Thursday, August 15, 2019

Univision Reports Revenue Dip

Univision Communications, which recently put itself up for sale, on Wednesday reported lower second-quarter earnings amid lower revenue and higher operating expenses.

Univision, led by CEO Vincent Sadusky, during an analyst call discussed the current sales process for the company as rival media players were urged to be quick to kick the tires of the Hispanic media giant. "You've got to give this thing a good hard look. This is the last opportunity for this asset to trade," Sadusky insisted.

During the latest financial quarter, Univision reported second-quarter earnings from continuing operations of $92.0 million, compared with a year-ago profit of $121.3 million, down 24 percent. Quarterly adjusted operating income before depreciation and amortization (OIBDA), another profitability metric, dropped 14 percent to $265.7 million.

Vincent Sandusky
Quarterly revenue declined 4 percent to $701.7 million, with core revenue down 3.5 percent to $694.5 million, including a 1.1 percent drop in media networks unit core advertising revenue. Total networks unit advertising revenue fell 2 percent to $347.2 million "due to declines in television advertising revenue, partially offset by higher digital advertising revenue."

Radio revenues were also down 4.6% to $61.7 million from $64.7 million, while radio advertising revenue decreased 6.2% to $57.9 million from $61.7 million. Core radio ad revenue fell 4.6% to $55.7 million from $58.4 million. Non-advertising radio revenue increased to $3.8 million from $3 million from the year-ago period. Adjusted OIBDA decreased 14 to $265.7 million from $308.8 million.
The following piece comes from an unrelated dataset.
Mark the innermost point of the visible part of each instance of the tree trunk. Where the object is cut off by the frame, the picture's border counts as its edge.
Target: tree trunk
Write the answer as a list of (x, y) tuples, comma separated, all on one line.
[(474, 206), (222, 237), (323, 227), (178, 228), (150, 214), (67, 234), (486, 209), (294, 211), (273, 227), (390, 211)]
Media networks unit non-advertising revenue, including carriage fees and content licensing, declined 6.2 percent to $292.8 million in the latest period.

Subscriber fee revenue in the quarter reached $263.3 million, down from $279.6 million in the year-ago period. Univision this year had a carriage dispute with Dish Network, which it settled late in the first quarter.

Sadusky told analysts Univision would continue to see subscriber fee evenue declines away from its newly-signed deal with Dish, in line with the rest of the pay TV industry. "We're behaving as the ecosystem behaves," he said.

Besides recent stepped-up investments in programming and ad sales to draw Hispanic audiences and marketers, Sadusky pointed to "mid single-digit" growth in ad revenue after the recently completed 2019/2020 upfront sales cycle, combined with even stronger growth on the digital advertising front.